At the Law Office of Michael R. De La Paz in California, we know the many dangers and hazards you face as an oil and gas worker. In addition to the ever-present dangers of fires, explosions and blowouts, you likewise face exposure to a variety of chemicals on a daily basis.
As set forth by Code Red Safety, here are the top four chemicals that pose the greatest risks to your health.
1. Hydrogen Sulfide
You know your job site exposes you to Hydrogen Sulfide if you smell the odor of rotten eggs while working. This colorless flammable gas is highly toxic at extremely low concentrations. Unfortunately, H2S is a byproduct of natural gas purification and crude oil refinement. Heavier than air, it tends to accumulate in the low-lying areas of your job site, but pockets of it can occur anywhere. Depending on the H2S concentration in the air you breathe, you can suffer the following:
- Irritation of your eyes, nose and throat
- Constriction of your bronchial tubes with consequent breathing difficulties
- Headache, dizziness, nausea and vomiting
- Paralysis of your olfactory nerves
- Permanent damage to your central nervous system
- Shock, convulsions, coma and death
Silica is the basic component of rocks and sand and therefore found in concrete, cement, mortar, fill dirt, topsoil, asphalt, blasting abrasives and hydraulic fracturing sand. Prolonged silica exposure leads to silicosis, an incurable lung cancer.

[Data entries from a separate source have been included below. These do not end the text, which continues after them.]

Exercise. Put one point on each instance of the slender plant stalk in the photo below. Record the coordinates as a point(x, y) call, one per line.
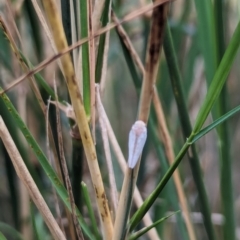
point(122, 162)
point(164, 130)
point(43, 160)
point(66, 50)
point(187, 129)
point(65, 171)
point(170, 156)
point(112, 181)
point(226, 186)
point(214, 90)
point(84, 17)
point(25, 176)
point(81, 118)
point(124, 205)
point(90, 210)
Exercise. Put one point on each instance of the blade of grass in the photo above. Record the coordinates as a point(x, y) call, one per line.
point(216, 123)
point(81, 118)
point(65, 170)
point(26, 178)
point(35, 231)
point(102, 40)
point(88, 202)
point(139, 233)
point(10, 231)
point(175, 78)
point(2, 237)
point(130, 55)
point(124, 206)
point(216, 86)
point(218, 80)
point(84, 9)
point(43, 161)
point(121, 160)
point(226, 185)
point(66, 50)
point(205, 15)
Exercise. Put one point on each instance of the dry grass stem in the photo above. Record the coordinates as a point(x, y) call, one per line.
point(97, 14)
point(66, 49)
point(167, 142)
point(26, 178)
point(128, 43)
point(105, 56)
point(123, 165)
point(45, 28)
point(163, 128)
point(65, 170)
point(81, 118)
point(92, 60)
point(57, 207)
point(124, 204)
point(112, 181)
point(155, 41)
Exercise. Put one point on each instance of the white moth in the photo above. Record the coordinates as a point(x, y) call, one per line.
point(136, 142)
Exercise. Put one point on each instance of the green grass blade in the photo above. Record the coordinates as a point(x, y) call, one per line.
point(139, 233)
point(205, 16)
point(2, 237)
point(43, 161)
point(218, 80)
point(10, 231)
point(101, 47)
point(226, 187)
point(90, 210)
point(137, 82)
point(35, 231)
point(85, 57)
point(153, 196)
point(186, 128)
point(216, 123)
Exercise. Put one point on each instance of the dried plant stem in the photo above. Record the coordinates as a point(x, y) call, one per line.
point(112, 181)
point(81, 119)
point(152, 60)
point(124, 205)
point(167, 142)
point(57, 207)
point(163, 128)
point(66, 49)
point(65, 170)
point(122, 162)
point(26, 178)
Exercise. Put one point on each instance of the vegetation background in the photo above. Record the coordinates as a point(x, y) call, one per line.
point(201, 32)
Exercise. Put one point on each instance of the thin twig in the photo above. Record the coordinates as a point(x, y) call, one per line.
point(57, 208)
point(66, 50)
point(65, 170)
point(122, 163)
point(167, 142)
point(112, 181)
point(26, 178)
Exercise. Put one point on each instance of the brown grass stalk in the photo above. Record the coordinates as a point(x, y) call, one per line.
point(29, 183)
point(123, 165)
point(81, 119)
point(163, 129)
point(66, 50)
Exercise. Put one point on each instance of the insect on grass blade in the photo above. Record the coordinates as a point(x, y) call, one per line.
point(136, 142)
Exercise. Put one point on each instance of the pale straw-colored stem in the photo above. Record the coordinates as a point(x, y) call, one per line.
point(27, 180)
point(112, 181)
point(123, 165)
point(81, 118)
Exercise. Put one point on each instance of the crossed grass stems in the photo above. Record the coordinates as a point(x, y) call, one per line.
point(151, 79)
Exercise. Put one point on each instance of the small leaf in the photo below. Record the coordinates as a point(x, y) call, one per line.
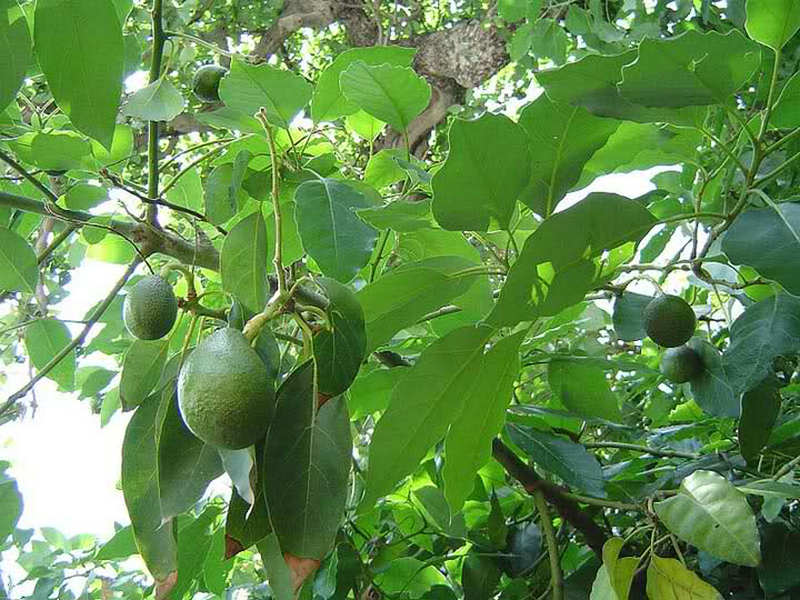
point(44, 338)
point(393, 94)
point(559, 456)
point(332, 233)
point(18, 267)
point(668, 579)
point(243, 262)
point(80, 49)
point(487, 168)
point(159, 101)
point(711, 514)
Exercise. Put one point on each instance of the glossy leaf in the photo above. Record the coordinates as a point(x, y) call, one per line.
point(332, 233)
point(306, 466)
point(44, 338)
point(424, 404)
point(243, 262)
point(711, 514)
point(391, 93)
point(561, 457)
point(18, 267)
point(338, 352)
point(486, 170)
point(248, 88)
point(80, 49)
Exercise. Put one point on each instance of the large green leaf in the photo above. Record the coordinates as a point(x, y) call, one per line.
point(338, 351)
point(561, 457)
point(154, 538)
point(141, 371)
point(186, 465)
point(44, 338)
point(486, 170)
point(692, 69)
point(248, 88)
point(329, 102)
point(393, 94)
point(766, 330)
point(713, 389)
point(18, 266)
point(768, 239)
point(15, 50)
point(772, 23)
point(760, 408)
point(243, 262)
point(711, 514)
point(408, 293)
point(80, 49)
point(562, 139)
point(331, 230)
point(552, 271)
point(468, 445)
point(306, 466)
point(668, 579)
point(424, 404)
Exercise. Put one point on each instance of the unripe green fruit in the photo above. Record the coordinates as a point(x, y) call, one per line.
point(150, 308)
point(681, 364)
point(669, 321)
point(205, 84)
point(225, 394)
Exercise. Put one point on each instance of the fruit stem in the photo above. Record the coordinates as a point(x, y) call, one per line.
point(276, 205)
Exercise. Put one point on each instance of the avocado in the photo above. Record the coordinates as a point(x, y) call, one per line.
point(225, 394)
point(150, 308)
point(669, 320)
point(681, 364)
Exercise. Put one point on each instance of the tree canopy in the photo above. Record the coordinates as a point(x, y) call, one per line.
point(345, 230)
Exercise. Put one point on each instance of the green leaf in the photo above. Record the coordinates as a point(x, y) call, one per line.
point(561, 457)
point(768, 239)
point(668, 579)
point(486, 169)
point(562, 139)
point(778, 572)
point(628, 318)
point(338, 351)
point(424, 404)
point(44, 338)
point(243, 262)
point(329, 102)
point(393, 94)
point(141, 371)
point(713, 389)
point(155, 539)
point(306, 466)
point(332, 233)
point(693, 69)
point(80, 49)
point(553, 271)
point(711, 514)
point(248, 88)
point(159, 101)
point(760, 408)
point(468, 445)
point(766, 330)
point(186, 465)
point(772, 23)
point(15, 50)
point(19, 271)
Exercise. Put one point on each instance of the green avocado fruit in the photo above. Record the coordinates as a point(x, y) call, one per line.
point(225, 394)
point(669, 321)
point(150, 308)
point(681, 364)
point(205, 84)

Mercury is one of the natural components of both oil and gas. The liquid mercury condenses inside your job site’s valves, piping, coolers and heat exchangers. When you inhale these vapors over long periods of time, they negatively affect your central nervous system. The result can be nervousness, problems with your vision and hearing, tremors, stupor and/or personality changes. It also can cause skin and eye irritation and burning, as well as kidney damage.

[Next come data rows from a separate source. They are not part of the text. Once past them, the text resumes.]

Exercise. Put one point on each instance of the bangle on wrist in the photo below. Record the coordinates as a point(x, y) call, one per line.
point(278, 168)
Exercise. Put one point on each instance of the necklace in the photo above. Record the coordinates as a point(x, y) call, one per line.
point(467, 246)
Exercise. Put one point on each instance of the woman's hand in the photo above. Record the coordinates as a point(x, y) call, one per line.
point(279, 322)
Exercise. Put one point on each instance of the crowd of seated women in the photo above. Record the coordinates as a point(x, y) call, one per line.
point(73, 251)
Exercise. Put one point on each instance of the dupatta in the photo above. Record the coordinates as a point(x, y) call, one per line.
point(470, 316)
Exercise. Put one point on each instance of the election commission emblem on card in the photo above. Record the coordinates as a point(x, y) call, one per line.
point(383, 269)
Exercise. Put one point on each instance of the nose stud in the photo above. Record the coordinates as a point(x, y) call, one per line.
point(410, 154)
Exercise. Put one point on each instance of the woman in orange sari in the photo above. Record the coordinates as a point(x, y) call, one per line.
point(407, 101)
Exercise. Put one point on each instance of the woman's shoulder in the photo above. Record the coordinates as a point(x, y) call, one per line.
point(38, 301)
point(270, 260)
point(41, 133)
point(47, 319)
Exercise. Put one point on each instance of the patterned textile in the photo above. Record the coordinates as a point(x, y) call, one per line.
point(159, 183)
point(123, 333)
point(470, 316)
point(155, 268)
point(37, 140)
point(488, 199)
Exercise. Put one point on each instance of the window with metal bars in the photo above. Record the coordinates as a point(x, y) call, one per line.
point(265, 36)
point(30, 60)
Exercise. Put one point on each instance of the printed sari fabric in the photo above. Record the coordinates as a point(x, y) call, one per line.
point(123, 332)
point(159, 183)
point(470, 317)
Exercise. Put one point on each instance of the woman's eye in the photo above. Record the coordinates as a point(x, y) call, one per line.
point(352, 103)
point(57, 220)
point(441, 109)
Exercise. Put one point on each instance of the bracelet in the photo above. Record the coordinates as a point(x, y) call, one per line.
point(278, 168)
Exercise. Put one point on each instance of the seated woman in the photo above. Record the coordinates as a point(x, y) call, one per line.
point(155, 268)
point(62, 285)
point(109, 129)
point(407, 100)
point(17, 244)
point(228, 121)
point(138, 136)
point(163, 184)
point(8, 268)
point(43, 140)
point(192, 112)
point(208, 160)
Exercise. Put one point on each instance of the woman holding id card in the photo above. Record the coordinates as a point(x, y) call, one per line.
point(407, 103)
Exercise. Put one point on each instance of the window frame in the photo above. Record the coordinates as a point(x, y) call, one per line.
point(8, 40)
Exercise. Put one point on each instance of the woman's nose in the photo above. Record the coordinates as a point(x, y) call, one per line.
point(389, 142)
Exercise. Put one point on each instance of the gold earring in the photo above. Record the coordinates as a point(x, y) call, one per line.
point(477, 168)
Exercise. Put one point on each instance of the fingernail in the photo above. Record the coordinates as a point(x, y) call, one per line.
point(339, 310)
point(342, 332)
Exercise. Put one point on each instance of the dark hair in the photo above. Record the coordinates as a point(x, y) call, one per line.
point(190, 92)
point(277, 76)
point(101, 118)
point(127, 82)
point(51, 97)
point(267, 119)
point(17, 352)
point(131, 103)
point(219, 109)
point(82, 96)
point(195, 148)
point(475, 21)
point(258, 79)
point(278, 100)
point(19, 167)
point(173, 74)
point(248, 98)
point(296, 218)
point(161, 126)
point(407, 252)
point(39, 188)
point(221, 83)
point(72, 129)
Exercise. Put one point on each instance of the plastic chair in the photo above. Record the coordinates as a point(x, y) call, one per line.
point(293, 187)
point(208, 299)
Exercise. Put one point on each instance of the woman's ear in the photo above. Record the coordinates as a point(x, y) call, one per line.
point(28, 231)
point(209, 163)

4. Naturally occurring radioactive materials
NORMs, including radium, uranium, radon and thorium, reside in the earth’s crust and off-gas into the air naturally and when the ground becomes disturbed by oil and gas extraction. NORMs accumulate in the following:
- Well heads
- Gas/oil separator flow lines
- Piping runs and valves
- Dehydrators and desalinators
- Production manifolds
- Storage tanks
NORM exposure represents a life-threatening risk since breathing all of these gases can kill you within a very short period of time.